Question

How do I find the ${{n}^{th}}$ power of a complex number?

Answer 1

We can find the ${{n}^{th}}$ power of a complex number by using the complex number in a rectangular form and we have to do some more process to get the ${{n}^{th}}$ power of a complex number.

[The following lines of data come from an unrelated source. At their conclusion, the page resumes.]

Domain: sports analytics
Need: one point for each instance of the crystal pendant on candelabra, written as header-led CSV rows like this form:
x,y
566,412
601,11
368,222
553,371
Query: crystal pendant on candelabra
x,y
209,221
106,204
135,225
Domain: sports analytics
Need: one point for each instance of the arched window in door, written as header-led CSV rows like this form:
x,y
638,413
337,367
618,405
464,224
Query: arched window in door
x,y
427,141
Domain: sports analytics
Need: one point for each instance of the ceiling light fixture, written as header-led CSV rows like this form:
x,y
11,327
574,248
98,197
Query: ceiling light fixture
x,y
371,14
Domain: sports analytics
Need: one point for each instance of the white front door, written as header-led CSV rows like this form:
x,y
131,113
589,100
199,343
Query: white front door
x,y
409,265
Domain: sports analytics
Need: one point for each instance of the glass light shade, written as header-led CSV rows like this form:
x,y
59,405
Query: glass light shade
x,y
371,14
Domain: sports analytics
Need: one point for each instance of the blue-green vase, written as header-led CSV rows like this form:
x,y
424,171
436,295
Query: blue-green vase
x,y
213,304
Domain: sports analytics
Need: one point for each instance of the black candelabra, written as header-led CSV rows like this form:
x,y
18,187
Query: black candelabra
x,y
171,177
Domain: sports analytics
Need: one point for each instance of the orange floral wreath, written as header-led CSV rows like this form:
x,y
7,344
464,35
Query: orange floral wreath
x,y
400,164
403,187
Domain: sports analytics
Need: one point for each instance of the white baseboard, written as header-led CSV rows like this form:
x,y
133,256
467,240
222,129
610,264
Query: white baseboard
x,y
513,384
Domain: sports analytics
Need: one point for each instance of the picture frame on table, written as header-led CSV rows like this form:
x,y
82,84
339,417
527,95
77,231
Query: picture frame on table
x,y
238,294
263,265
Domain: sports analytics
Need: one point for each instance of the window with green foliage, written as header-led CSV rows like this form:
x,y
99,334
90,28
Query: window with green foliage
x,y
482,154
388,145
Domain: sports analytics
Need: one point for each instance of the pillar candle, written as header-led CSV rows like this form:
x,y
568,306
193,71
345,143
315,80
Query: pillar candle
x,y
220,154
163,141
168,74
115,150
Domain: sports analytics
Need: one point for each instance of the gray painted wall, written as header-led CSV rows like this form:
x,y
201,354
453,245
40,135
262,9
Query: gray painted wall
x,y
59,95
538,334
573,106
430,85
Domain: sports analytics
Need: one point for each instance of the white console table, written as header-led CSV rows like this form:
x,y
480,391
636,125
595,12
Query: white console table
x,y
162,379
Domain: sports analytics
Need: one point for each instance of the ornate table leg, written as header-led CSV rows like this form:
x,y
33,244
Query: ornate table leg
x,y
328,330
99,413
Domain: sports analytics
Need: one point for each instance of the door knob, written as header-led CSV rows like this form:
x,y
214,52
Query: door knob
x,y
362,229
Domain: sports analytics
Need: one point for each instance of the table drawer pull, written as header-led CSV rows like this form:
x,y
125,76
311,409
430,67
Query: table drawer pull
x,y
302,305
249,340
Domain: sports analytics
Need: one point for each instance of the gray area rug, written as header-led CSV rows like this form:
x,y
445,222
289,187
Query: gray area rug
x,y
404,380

Complete step by step answer:
Now considering from the question we need to find the ${{n}^{th}}$ power of the complex number.
Let the complex number be $z=a+ib$ .
We could use the complex number in rectangular form $\left( z=a+ib \right)$ and multiply it ${{n}^{th}}$ times by itself but this is not very practical in particular if $n>2$.
What we can do, instead, is to convert the complex number in polar form.
Polar form of the complex number: $z=r\angle \theta$
Where $r$ in the polar form indicates is the modulus and $\theta$ is the argument.
Below we will have the graphical representation to understand the concept very clearly,
Graphical representation:

So that now the ${{n}^{th}}$ power becomes as below written,
${{z}^{n}}={{r}^{n}}\angle n.\theta$
We can now wonder what does the rectangular form of the result specify. We get this using the trigonometric form and do some math.
By looking at our first graph we can say that;
$\begin{aligned} & a=r.\cos \theta \\\ & b=r.\sin \theta \\\ \end{aligned}$
The complex number becomes now:
$z=a+ib=r.\cos \theta +r.\sin \theta .i$
Finally from the question it has been asked to find the ${{n}^{th}}$ power of a complex number.

Therefore ${{n}^{th}}$ power of a complex number is ${{z}^{n}}={{r}^{n}}\angle n.\theta$ which we already got above.

Note: We have to be careful while doing this type of complex number problems. We should have the minimum basic graphical knowledge to solve this type of complex numbers questions. Here we have to write the ${{n}^{th}}$ power of a complex number let it be $z=a+ib$ and it’s magnitude $r=\sqrt{{{a}^{2}}+{{b}^{2}}}$ then it can be written as $z=r\left( \cos \theta +i\sin \theta \right)$ where $\theta$ is the angle made by the number in the complex plane. Then ${{z}^{n}}={{r}^{n}}{{\left( \cos \theta +i\sin \theta \right)}^{n}}={{r}^{n}}\left( \cos n\theta +i\sin n\theta \right)$ . This is similar to ${{z}^{n}}={{r}^{n}}\angle n.\theta$